Durban - Bafana Bafana coach Shakes Mashaba was immensely proud of his charges after they ensured their passage into the 2015 African Cup of Nations after beating Sudan 2-1 at the Moses Mabhida Stadium on Saturday afternoon.
As it happened: Bafana Bafana v Sudan
Goals from Thulani Serero and Tokelo Rantie send the Durban crowd into delirium.
"After a long time, to see our boys play they way they did today, everything you ask for as a coach was there," Shakes Mashaba said afterwards.
"We nearly gave it away, the players switched back and we invited Sudan to come at us. But our defence did very well to keep them at bay.

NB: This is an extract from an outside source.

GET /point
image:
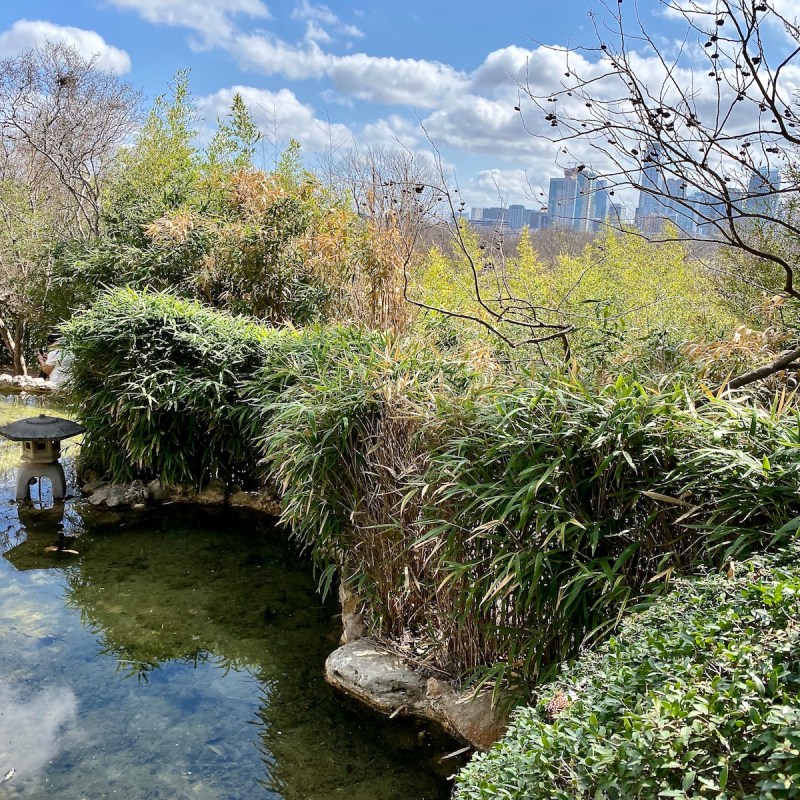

"I'd like to congratulate our players."
Serero was instrumental in creating both scores, rounding off a move he began eight minutes before half-time, before turning supplier for Rantie, with a terrific through-ball which the striker buried high into the net eight minutes after the break, sending Bafana Bafana soaring into a four-point lead at the top of group A.
Sixteen minutes of pure magic, in front of a pumped-up Durban crowd of more than 32,000, wrapped-up a hugely successful qualifying campaign in which South Africa are still unbeaten after five games.
Bafana stumbled late when Salah Ibrahim pulled one back for the visitors, after a lapse in defence allowed the striker to volley home from close range.
The goal made for a tense final 20 minutes, which belonged to Sudan. With 11 players behind the ball, Sudan were allowed to pay regular visits into the Bafana half, often troubling the hosts, who looked appropriately desperate at times.
Heading into the game without a goal on home soil in two previous qualifiers -- against Nigeria and Congo-Brazzaville -- South Africa could have notched-up as many as five more, were it not for some nervous touches at the last second.
A highly-emotional affair on a cold and cloudy Durban afternoon began with a minute's silence in honour of former captain and goalkeeper Senzo Meyiwa, who was shot and killed in Gauteng on October 26.
Darren Keet was solid in only his second ever outing for the national team, having come in with the enormous task of replacing Meyiwa, who had kept four out of four clean-sheets up to Saturday.
Dean Furman was fantastic in his leadership of the team after being named skipper in his 23rd appearance for South Africa.
"We're delighted with the victory, we knew what we had to do," Furman said.
"It was one of the proudest moments of, not only my career, but my life, being able to lead out the team today."
The afternoon's attack belonged to Serero and Rantie. Serero, whose performances for Ajax Amsterdam in the Netherlands has earned him a nomination for Caf's Africa Player of Year, looked his classy best, dazzling the home crowd with pace and skill, while producing defence-splitting passes at will.
Rantie, meanwhile, had a difficult first half after a number of chances went to waste, but followed it up with a better second which led to a fine goal, after the Bournemouth attacker danced his way through on goal, before finishing-off a world-class pass from Serero.
Despite the win, South Africa's finishing left a lot to be desired. Bongani Ndulula should have sent the team two goals up just four minutes after Serero's neat finish, but the young striker failed to keep his composure, somehow managing to miss-place his finish wide of an empty net.
Rantie could have bagged a hat-trick with the number of chances created by a Bafana team who put in one of their best performances of the campaign.
Reneilwe Letsholonyane capped the win with his 50th international for the country three minutes from time, coming on for Serero, much to the delight of the Durban crowd, who gave the Kaizer Chiefs veteran a standing ovation and a deafening welcome.
A nervy last 20 minutes looked to have troubled Bafana, who crept back into their shell in defence of their slender, but massively significant, one goal advantage.
A barrage of Sudanese attacks kept the home side camped in their own half, but a resilient back four atoned for the goal they let slip, which was the first of their campaign.
It was a deserved place at next year's tournament for Mashaba and his troops, who celebrated as if they had won the World Cup after referee Mohamed Benouza blew the final whistle.